Türkiye Komünist Hareketi’nin (TKH) desteklediği İstanbul Büyükşehir Belediyesi (İBB) Bağımsız Komünist Başkan adayı Aysel Tekerek, bu sabah Cem TV’de “Uyan Türkiye” programında Ali Aksünger’in konuğu oldu.
31 Mart yerel seçimlerine ve sosyalist belediyecilikle ilgili merak edilen konulara ilişkin soruları yanıtlayan Tekerek, seçimde yarışan “ittifak”ların biri muhalefet biri de iktidar gibi görünse de ikisinin de özünde rant ve piyasa odaklı bir programa sahip olduğunu, bu nedenle aslında “tek ittifak” olarak görülmesi gerektiğini belirtti.

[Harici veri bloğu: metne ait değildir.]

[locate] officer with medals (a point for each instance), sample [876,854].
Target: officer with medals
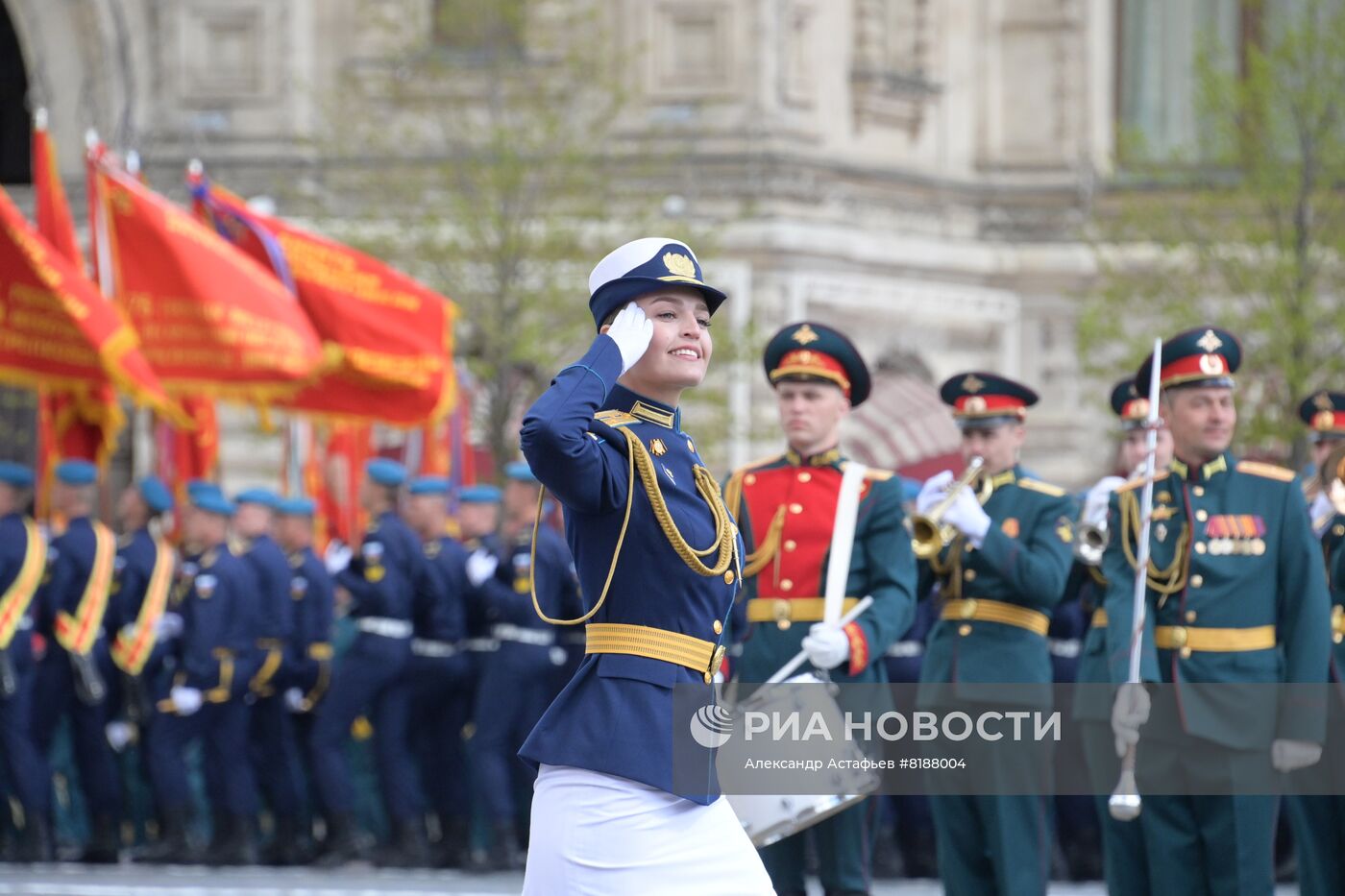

Komünist adayların “oyları böldüğü” yönündeki eleştiriye de yanıt veren Tekerek “Abilerimiz ablalarımız yıllarca her seçim döneminde bu anlayışla ‘oylar bölünmesin’ diyerek oy verdi ama birşey değişti mi? Değişse zaten bunları konuşmaya devam etmezdik.” dedi.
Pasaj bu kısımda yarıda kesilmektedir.